The campaign's size and scope is proportionate to the growth of
Dana-Farber during the last decade. Between 2001 and 2009, outpatient
visits and infusions at Dana-Farber more than doubled, from nearly
128,000 to more than 292,000. The number of clinical trials available
to Dana-Farber patients increased nearly 80 percent, from 409 trials to
"As a two-time cancer survivor, I have firsthand appreciation of the
importance of expeditiously converting laboratory discoveries into new
treatments," said Larry Lucchino, president and CEO of the Boston Red
Sox and co-chair of the Mission Possible campaign. "Thanks to
the wide support of the campaign, Dana-Farber has the resources to
expand on its leadership role in translational, bench-to-bedside
research, which will mean more cancer patients will be given a much
better chance to become cancer survivors."
"Achieving the campaign's ambitious goal of raising more than $1
billion to support Dana-Farber's mission is extremely noteworthy, but
the campaign's real legacy will be measured in the number of lives saved
through the development of new treatments that are based on advances
made at Dana-Farber," said Josh Bekenstein, co-chair of the Mission Possible campaign and a managing director of Bain Capital, LLC.
To date, more than 2 million gifts of all sizes were received, with
121 gifts of $1 million or more, and 820 gifts of $100,000 or more.
Every Dana-Farber trustee has made a gift during the campaign period,
and 96 percent of Dana-Farber's senior faculty contributed very early
on, showing their confidence in what the campaign could accomplish.

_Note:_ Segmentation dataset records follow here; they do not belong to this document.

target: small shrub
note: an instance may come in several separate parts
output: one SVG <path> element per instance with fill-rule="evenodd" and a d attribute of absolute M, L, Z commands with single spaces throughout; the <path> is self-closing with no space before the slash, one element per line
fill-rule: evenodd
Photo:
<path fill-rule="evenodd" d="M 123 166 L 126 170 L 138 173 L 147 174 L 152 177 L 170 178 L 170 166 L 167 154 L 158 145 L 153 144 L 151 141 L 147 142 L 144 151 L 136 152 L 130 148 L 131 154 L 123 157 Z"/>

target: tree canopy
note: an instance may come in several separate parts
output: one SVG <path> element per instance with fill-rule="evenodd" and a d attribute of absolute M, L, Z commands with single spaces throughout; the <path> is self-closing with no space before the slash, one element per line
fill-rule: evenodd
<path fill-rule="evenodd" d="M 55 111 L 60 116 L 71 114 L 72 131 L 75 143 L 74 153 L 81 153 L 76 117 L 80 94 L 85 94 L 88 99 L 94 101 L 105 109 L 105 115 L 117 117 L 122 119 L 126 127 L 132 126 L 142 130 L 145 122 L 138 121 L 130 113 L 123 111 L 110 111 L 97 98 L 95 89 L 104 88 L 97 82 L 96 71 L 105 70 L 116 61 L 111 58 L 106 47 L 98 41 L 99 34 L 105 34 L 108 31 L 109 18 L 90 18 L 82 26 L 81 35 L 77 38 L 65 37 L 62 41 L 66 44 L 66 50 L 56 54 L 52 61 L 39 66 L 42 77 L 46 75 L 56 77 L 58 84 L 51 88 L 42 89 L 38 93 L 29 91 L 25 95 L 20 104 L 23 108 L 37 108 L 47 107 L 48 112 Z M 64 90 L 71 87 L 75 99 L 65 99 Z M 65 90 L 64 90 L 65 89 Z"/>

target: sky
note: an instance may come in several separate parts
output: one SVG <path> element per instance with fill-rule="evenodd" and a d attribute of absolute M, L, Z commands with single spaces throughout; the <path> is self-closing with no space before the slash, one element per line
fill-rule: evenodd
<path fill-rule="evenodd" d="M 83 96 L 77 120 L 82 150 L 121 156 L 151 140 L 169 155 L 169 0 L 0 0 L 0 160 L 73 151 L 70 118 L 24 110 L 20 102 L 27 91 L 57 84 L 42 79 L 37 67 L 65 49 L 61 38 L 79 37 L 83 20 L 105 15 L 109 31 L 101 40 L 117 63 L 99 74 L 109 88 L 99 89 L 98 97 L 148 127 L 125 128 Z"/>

Transformative gifts were received from many individuals and
organizations, including $183 million from seven Pan-Massachusetts
Challenge bike-a-thons, $50 million from Susan F. and Richard A. Smith,
$30 million from the Yawkey Foundation, $20 million from the Linde
Family Foundation, $16 million from the Lurie-NLM Marks Family
Foundation, $10 million from the Renee E. and Robert A. Belfer Family
Foundation, $10 million from The Charles A. Dana Foundation, and $10
million from the Friends of Dana-Farber Cancer Institute.
"The achievement of the campaign's fundraising goal is a testament to
the widespread support for Dana-Farber throughout New England and the
country, and it speaks to a collective confidence that with enough
resources, cancer can be conquered," said Susan Paresky, senior vice
president for the Division of Development and the Jimmy Fund.